Cet ouvrage est publié avec l’aide de la Communauté Française de Belgique. L’auteur remercie la Scam pour le soutien apporté à l’écriture de ce texte et la Villa Sträuli pour son accueil.

Illustration de couverture : Mark Rothko, Sketch for “Mural N°1” © Estate of Mark Rothko / Sabam Belgium 2011 Photo © Kawamura Memorial DIC Museum of Art 2011 Couverture : Martine Gillet Maquette intérieure : Emine Karali © Les Impressions Nouvelles – 2011 www.lesimpressionsnouvelles.com info@lesimpressionsnouvelles.com


Stéphane Lambert

MARK ROTHKO Rêver de ne pas être

les impressions nouvelles



Je dédie ce texte à Claude Régy.



Non-être et Être sortant d’un fond unique ne se différencient que par leurs noms. Ce fond unique s’appelle Obscurité. Lao-Tseu, Tao-tö king



Allo Houston ? Ici Daugavpils



Tenir grandes ouvertes les routes de ce que l’on voit à ce que l’on ne voit pas. Maurice Maeterlinck



D’un côté, il y aurait Houston (Texas).
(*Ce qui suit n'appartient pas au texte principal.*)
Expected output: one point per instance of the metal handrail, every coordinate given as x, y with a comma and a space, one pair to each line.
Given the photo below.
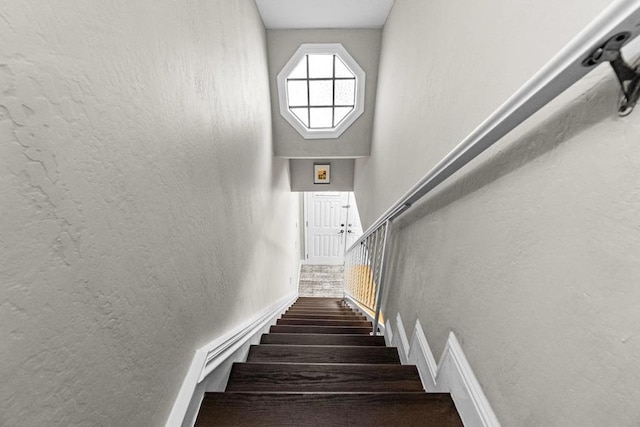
567, 67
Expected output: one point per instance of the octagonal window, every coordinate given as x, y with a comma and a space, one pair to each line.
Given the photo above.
321, 90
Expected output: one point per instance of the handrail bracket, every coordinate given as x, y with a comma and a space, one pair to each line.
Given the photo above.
628, 76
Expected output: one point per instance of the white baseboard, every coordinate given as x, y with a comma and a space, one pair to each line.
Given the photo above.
213, 355
452, 375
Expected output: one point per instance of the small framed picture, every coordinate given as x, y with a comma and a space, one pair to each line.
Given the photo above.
321, 174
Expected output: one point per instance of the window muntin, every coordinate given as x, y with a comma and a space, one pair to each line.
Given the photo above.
321, 91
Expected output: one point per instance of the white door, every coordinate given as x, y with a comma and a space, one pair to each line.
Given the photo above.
326, 220
354, 227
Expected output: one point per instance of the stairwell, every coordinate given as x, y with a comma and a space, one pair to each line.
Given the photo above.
319, 366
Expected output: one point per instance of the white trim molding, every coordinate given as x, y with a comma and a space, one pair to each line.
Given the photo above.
218, 351
351, 301
452, 375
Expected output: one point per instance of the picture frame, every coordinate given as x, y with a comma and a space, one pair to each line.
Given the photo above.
321, 173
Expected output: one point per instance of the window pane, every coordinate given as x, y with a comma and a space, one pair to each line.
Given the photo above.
345, 92
297, 92
321, 66
300, 72
302, 115
321, 92
321, 118
340, 114
341, 69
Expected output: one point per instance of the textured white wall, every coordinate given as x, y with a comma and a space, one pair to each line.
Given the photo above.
141, 211
530, 255
364, 47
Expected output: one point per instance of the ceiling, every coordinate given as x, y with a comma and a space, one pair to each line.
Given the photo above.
299, 14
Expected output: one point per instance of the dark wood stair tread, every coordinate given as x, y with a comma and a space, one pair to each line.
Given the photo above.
284, 377
324, 339
277, 353
346, 316
336, 311
328, 409
323, 322
305, 329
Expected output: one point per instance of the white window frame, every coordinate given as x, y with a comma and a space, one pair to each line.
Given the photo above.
327, 49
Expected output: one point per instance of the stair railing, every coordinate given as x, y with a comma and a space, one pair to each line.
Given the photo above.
601, 41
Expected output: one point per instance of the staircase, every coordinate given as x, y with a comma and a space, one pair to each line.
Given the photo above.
319, 366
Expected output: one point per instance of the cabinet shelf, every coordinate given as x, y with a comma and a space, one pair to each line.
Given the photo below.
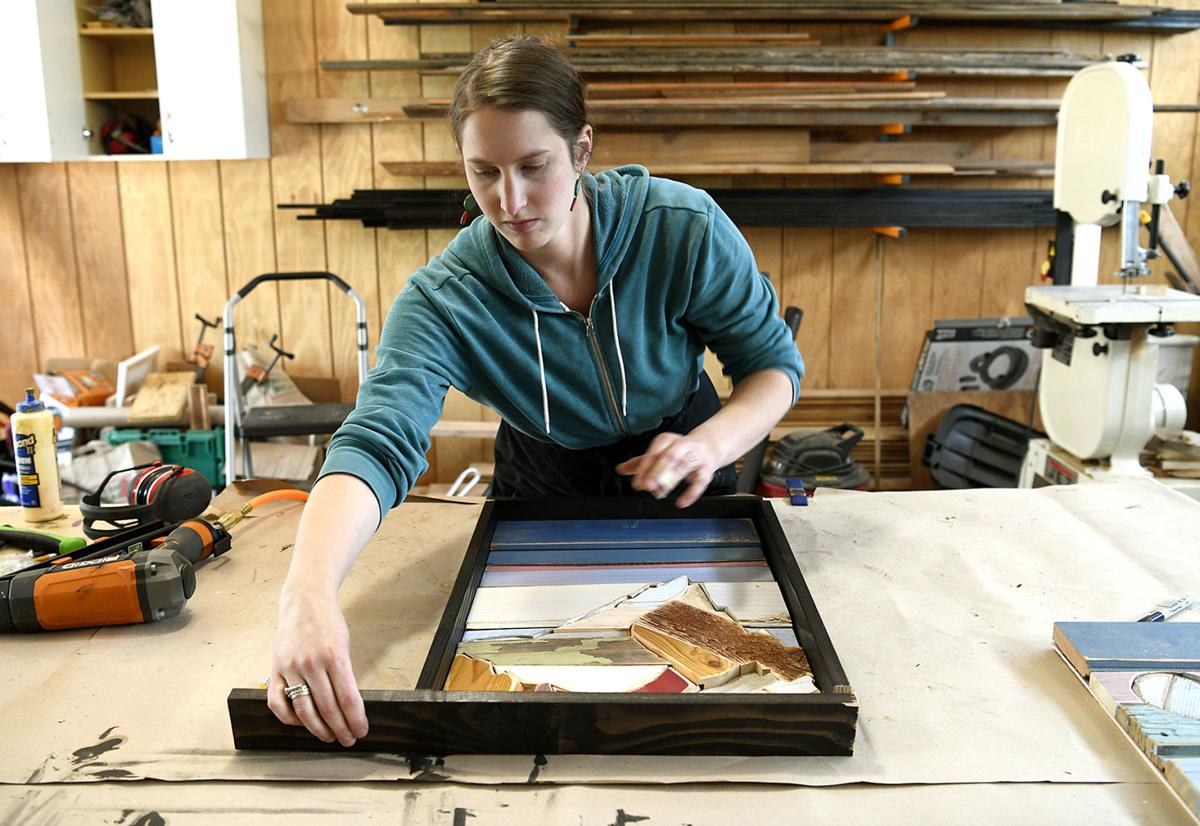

Quatrième ville des États-Unis. Agglomération de plusieurs millions d’habitants qui s’étend, depuis Downtown – forêt de gratte-ciel découpant, telle une île ombrageuse, la ligne d’horizon –, vers la périphérie. Cité éclatée – corps sans cœur – où les quartiers résidentiels – allées calmes de bungalows et de villas – alternent avec les zones désaffectées et marchandes. Piéton esseulé j’erre, en marge des axes routiers, sur des trottoirs vides, aussi solitaire que les déclassés que je croise non sans inquiétude tant je ne sais trop si leurs invectives ont des accents de jurons ou de prières. Au fil de mes pas, que je soupçonne de chercher à m’égarer, je me retrouve nez-à-nez avec l’imagerie U.S. (panneaux publicitaires aux couleurs de soda, enseignes de fast food, de coffee bar, de stations-services) qui, déployée le long des larges avenues bordées de pins, de palmiers et de chênes, vient réveiller quelques vieilles sensations englouties (souvenirs de séries et de films américains). Et alors qu’alentour roulent sereinement les automobiles, je ne peux m’empêcher de ressentir les premiers signes du désenchantement. Un peu comme si dans la patrie florissante du pétrole je ne percevais que la menace des ouragans en provenance du Golfe du Mexique. De ce décor urbain qui me fait penser à une maquette grandeur nature posée au milieu de nulle part, je ne vois que le désert dont il est sorti.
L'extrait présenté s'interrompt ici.